Chodzi o ryczałty należne kierowcom jeżdżącym na międzynarodowych trasach za spanie w szoferkach. Na ich podstawie Sąd Najwyższy wydał 12 czerwca 2014 r. uchwałę, w wyniku której kierowcom należą się świadczenia sięgające nawet 50 tys. zł.

30 tys. firm przewozowych działa w transporcie międzynarodowym

Ogromne roszczenia

Organizacja pracodawców przeprowadziła ankietę wśród przewoźników. Wynika z niej, że skumulowane roszczenia kierowców za ostatnie trzy lata mogą wynieść nawet 2,5 mld zł.

Zdaniem autorów raportu stosowanie do kierowców rozporządzenia z 29 stycznia 2013 r. w sprawie należności przysługujących pracownikowi zatrudnionemu w państwowej lub samorządowej jednostce sfery budżetowej z tytułu podróży służbowej jest nieadekwatne. Rozporządzenie dotyczy bowiem rzadkich podróży służbowych przedstawicieli sfery budżetowej, którzy szukają noclegów w dużych aglomeracjach. Tymczasem charakter pracy kierowcy polega na ciągłym przemieszczaniu się, muszą więc nocować na trasach, gdzie często nie ma żadnej bazy hotelowej.

Reklama
Reklama

550 tys. kierowców może żądać nawet po 50 tys. zł od pracodawców wskutek działania niejasnych przepisów

Kosztowna luka

Najważniejsze zarzuty raportu dotyczą pominięcia ustawodawczego. Brak wyjaśnienia w rozporządzeniu, co znaczy zapewnienie kierowcy „bezpłatnego noclegu", które zwalnia z obowiązku zapłaty ryczałtu, stanowi naruszenie m.in. konstytucyjnych zasad określoności i pewności prawa, jest także nierównym traktowaniem przewoźników (art. 2 i 32 konstytucji). Wielu z nich zainwestowało bowiem dziesiątki tysięcy złotych w zapewnienie kierowcom komfortowych warunków w czasie postoju i noclegu. Płacą jednak ryczałty jak ci, którzy nie wydali na to ani złotówki.

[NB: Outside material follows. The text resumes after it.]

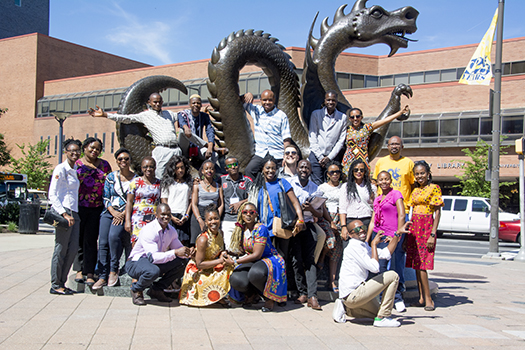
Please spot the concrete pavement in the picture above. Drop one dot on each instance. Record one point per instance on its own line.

To rozwiązanie jest także niezgodne z unijnymi regulacjami. Rozporządzenie 561/06 w sprawie harmonizacji niektórych przepisów socjalnych odnoszących się do transportu drogowego w art. 8 ust. 8 mówi, że kierowca może się zdecydować na odpoczynek (czyli także spanie) w kabinie. Musi mieć tam jednak zapewnione „odpowiednie warunki". Tymczasem w myśl interpretacji naszych przepisów przyjętej przez SN kierowca może nocować jedynie w hotelu, motelu czy pensjonacie. Polskie przepisy są więc niezgodne z unijnymi, które mamy obowiązek stosować bezpośrednio.

Raport zawiera projekt nowelizacji ustawy o czasie pracy kierowców, który mówi, że zapewnienie określonych standardów zwalnia przewoźnika z zapłaty ryczałtu. Nowe zasady byłyby stosowane także do spraw, które już trafiły do sądu. Niebawem raport znajdzie się na biurku ministra infrastruktury.